Seminarium Zakładu Biofizyki

Enzym Nudt12, należący do rodziny białek NUDIX, obok opisanej ostatnio aktywności usuwania kapu z końca 5’ mRNA in vitro, posiada również zdolność hydrolizy dinukleotydowych analogów struktury kapu końca 5’ mRNA. Prezentowane wyniki dotyczą analizy specyficzności substratowej ssaczych białek Nudt12 (ludzkiego i mysiego) oraz badania kinetyki reakcji hydrolizy dla wybranych substratów. Badano dinukleotydowe analogi kapu różniące się stopniem metylacji guanozyny, rodzajem drugiego, niemetylowanego nukleotydu oraz długością mostka fosforanowego. Uzyskane wyniki pokazały, że ssaczy Nudt12 jest zdolny do hydrolizy szerokiej gamy dinukleotydów. Dla wybranych analogów wyznaczono podstawowe parametry kinetyczne wykorzystując model kinetyki Michaelisa-Menten.
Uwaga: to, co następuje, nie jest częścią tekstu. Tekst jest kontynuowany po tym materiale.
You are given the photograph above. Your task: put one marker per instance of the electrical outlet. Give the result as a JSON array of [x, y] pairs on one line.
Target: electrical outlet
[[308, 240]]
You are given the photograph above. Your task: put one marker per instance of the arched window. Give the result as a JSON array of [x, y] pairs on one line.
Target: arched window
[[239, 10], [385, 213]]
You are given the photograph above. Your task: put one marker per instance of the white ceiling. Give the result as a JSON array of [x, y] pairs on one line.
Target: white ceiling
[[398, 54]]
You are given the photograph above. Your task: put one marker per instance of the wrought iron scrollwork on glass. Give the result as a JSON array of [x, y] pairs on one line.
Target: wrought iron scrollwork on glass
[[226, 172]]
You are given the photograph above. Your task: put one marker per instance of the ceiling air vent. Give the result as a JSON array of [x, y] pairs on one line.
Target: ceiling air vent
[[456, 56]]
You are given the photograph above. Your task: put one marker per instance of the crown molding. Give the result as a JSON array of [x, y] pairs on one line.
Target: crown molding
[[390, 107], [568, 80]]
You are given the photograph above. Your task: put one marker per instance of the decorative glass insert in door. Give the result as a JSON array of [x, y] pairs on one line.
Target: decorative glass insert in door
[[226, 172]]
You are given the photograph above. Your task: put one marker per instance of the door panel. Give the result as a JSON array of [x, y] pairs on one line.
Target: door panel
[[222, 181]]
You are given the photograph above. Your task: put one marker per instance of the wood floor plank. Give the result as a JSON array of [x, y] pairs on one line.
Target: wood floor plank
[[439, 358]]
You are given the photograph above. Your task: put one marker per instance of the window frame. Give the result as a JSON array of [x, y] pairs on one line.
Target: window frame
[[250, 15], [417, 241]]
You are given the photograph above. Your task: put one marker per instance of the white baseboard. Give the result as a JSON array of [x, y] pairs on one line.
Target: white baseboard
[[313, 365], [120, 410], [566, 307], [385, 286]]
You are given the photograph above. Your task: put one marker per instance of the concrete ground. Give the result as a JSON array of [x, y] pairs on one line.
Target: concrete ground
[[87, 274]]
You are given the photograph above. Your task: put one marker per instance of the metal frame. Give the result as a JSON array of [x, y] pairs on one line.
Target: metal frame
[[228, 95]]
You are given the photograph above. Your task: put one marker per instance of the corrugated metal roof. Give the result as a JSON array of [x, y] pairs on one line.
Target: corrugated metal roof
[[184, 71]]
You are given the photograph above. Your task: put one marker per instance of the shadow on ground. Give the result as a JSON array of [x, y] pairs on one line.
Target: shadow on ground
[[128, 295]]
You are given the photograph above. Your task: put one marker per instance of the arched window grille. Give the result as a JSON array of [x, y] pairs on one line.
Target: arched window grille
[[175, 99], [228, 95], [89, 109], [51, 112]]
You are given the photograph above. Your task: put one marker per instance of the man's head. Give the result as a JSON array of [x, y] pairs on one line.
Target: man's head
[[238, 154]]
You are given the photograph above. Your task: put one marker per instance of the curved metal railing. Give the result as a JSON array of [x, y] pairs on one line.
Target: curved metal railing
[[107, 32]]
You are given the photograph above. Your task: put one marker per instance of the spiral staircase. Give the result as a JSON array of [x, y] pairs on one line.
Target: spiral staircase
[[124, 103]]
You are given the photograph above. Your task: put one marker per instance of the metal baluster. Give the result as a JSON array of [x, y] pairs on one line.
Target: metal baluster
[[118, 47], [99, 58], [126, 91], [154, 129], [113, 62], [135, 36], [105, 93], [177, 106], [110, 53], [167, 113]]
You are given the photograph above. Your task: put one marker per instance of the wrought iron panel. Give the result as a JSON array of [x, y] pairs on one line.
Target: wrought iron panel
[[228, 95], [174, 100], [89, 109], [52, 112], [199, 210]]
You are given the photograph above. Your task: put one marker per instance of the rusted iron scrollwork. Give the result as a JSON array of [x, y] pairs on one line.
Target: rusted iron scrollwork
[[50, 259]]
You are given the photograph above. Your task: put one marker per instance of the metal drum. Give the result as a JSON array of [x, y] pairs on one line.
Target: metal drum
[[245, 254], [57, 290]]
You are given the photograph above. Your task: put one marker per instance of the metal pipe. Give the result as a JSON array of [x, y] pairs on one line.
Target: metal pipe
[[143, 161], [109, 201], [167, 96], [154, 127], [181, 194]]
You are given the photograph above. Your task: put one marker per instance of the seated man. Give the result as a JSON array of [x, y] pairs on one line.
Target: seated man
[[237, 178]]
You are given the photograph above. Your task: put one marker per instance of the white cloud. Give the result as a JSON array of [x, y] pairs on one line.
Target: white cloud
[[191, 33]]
Nudt12 enzyme, which belongs to the NUDIX protein family, next to the recently described decapping activity of 5' end mRNA in vitro, is also able to hydrolyse dinucleotide cap analogues. Here we present the results of analysis of mammalian (human and murine) Nudt12 enzyme’s substrate specificity and kinetics studies for selected substrates. Dinucleotide analogues of cap structure, which differ in the second nucleobase, number of methyl groups in guanosine and length of the phosphate bridge, were subjects of conducted studies. Obtained results showed that mammalian Nudt12 enzyme is able to hydrolyse a wide range of dinucleotide substrates. For selected analogues, using the Michaelis-Menten model of enzyme kinetics, basic kinetic parameters were determined.